Tuning the Electronic Structure of Organic/Metal Contacts via Additive Interfacial Segregation

All organic-based devices, i.e., “organic electronics”, require good electrical contacts between the organic semiconductor and an electrode, most commonly a metal. It has been established early-on that the nature of the metal/organic electrical contact often determines the overall device performance and stability. Tuning the interfacial energy level alignment can generally be achieved by depositing interlayers between the organic semiconductor and the metal contact. However, understanding and eventually adjusting the energy level alignment at buried interfaces formed by depositing a metal electrode on top of a pre-formed organic semiconductor poses formidable challenges. Very recently, we have discovered that the evaporation of a metal contact onto a polymer blend could induce phase separation and segregation within the polymer film. Aluminum evaporation induced segregation of additives to form (partial) interlayers at the polymer/metal interface and significantly increased the performance of a photovoltaic cell. In the proposed project we aim to establish a new paradigm for optimizing the energy level alignment of buried metal/organic interface in organic electronic devices by inducing additive segregation to the organic/metal interface.

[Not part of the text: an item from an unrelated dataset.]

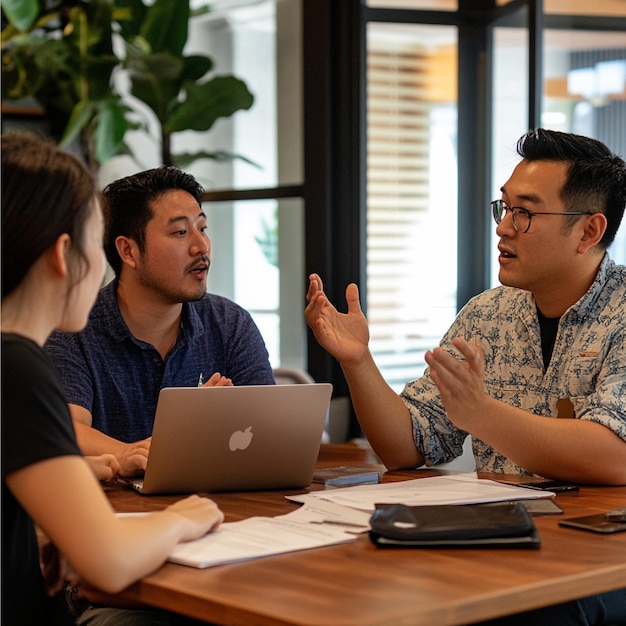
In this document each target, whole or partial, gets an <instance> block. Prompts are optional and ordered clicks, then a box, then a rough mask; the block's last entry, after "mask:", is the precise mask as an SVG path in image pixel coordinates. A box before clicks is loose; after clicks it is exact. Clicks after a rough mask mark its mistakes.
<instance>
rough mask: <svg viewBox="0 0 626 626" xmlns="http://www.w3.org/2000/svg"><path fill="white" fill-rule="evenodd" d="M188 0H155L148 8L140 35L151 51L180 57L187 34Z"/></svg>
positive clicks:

The additives will be judiciously selected to segregate to the organic/metal interface and to form the desired interfacial interactions. The presence of the interlayers will be confirmed using mainly X-ray photoelectron spectroscopy (XPS) and electron microscopy. The resulting electronic structure will be measured by ultraviolet photoelectron spectroscopy (UPS), and also high kinetic energy photoemission, which allows probing composition and energy level alignment up to 30 nm below the sample surface. Finally, the positive effect of energy level tuning on device performance will be established through comprehensive characterization of photovoltaic cells and thin film transistors. Revealing the fundamental mechanism(s) allowing this type of interfacial energy level tuning will enable establishing reliable knowledge-based further development of the method for the use in a broad range of organic electronics applications.